L’exposition présente de très nombreux niveaux de lecture de chaque œuvre : de la simple tache aux croquis « jetés » ou aux dessins extraordinairement élaborés, des sérigraphies collés sur les  murs aux photographies de détail ou couvrant des murs entiers, des installations grandioses (les Saintes, Pasolini, Artaud), jusqu’aux grands tableaux lumineux… Comment les avez-vous conçu ?

Jean de Loisy : D’abord, il se trouve qu’Ernest pense avec la photographie avant, pendant et après, et que c’est un très exceptionnel photographe et qu’on s’aperçoit quand il prend ses photos qu’elles sont parfaitement composées, on sait quelles perspectives il a voulu inventer et c’est quelquefois à quelques centimètres près. La deuxième chose, c’est que c’est intéressant de montrer les photos : on ne peut pas voir les dessins que pour eux-mêmes, sans voir les situations, on est obligés de montrer les situations. Comme ces photos sont élaborés, il y en a quelques unes comme celle d’Artaud, par exemple, où on arrive en dispersant l’image à être plus près de lui à réagir à telle anfractuosité du mur, telle imperfection et on voit la création en train de se faire.


Relever l’immense talent de photographe d’Ernest est remarquable tant la fascination pour son extraordinaire virtuosité au dessin a tendance à escamoter ses autres approches : historiques, sensuelles, sociologiques, philosophiques et par dessus tout, poétiques, pour aller au delà de ce qui peut être dit. 

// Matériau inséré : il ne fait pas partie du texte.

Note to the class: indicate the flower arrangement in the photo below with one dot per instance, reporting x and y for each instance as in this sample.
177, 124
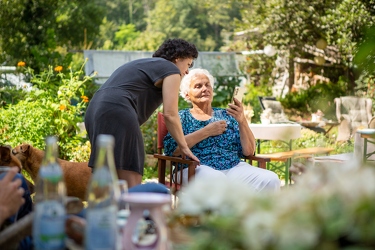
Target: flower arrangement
330, 207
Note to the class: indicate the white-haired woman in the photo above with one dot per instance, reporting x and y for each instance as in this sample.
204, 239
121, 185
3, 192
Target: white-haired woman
218, 143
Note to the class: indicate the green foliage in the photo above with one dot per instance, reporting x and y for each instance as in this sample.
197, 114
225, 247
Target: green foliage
251, 97
320, 96
125, 34
31, 31
53, 107
223, 90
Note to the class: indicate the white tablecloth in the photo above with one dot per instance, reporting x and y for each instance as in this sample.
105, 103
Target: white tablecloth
283, 132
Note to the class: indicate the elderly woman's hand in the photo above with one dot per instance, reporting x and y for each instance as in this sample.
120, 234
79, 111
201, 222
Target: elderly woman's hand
216, 128
236, 110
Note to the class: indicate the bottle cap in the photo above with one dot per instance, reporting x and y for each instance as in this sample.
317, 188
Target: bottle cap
51, 140
104, 140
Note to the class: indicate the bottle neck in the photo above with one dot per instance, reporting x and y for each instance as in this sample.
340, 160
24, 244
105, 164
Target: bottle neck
50, 155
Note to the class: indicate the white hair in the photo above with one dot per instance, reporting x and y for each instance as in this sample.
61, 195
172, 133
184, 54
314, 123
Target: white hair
186, 81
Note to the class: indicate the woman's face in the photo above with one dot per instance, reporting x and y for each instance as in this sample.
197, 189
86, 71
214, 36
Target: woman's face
200, 90
183, 65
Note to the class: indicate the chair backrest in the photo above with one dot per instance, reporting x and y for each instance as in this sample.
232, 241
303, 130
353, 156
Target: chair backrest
356, 109
162, 131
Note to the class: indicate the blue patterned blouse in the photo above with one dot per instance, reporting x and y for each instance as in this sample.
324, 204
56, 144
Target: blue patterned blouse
219, 152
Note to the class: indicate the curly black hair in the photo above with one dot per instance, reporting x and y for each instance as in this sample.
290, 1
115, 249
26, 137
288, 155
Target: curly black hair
172, 49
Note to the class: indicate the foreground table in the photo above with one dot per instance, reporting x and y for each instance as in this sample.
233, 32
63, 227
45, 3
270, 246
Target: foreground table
285, 132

Chaque espace nous immerge dans un thème (,,,,) : un texte court pour encadrer les images, puis une multitude de dessins et de photographies qui se répondent pour nous faire comprendre à la fois les raisons pour lesquelles ils ont été réalisés et les situations dans lesquelles ils ont été réalisés… L’œuvre et son making off. 

Les thèmes se succèdent avec une grande fluidité, suivant les méandres de la pensée de l’artiste et de ses actions à travers le temps.


Le soir, au cinéma Les Studios de Brest, projection du film « Francis Bacon / Ernest Pignon-Ernest : Échanges »,  produit par la Francis Bacon MB Art Foundation, devant une salle comble. Un riche débat a suivi avec Ernest, Yves Peyré et tous les spectateurs.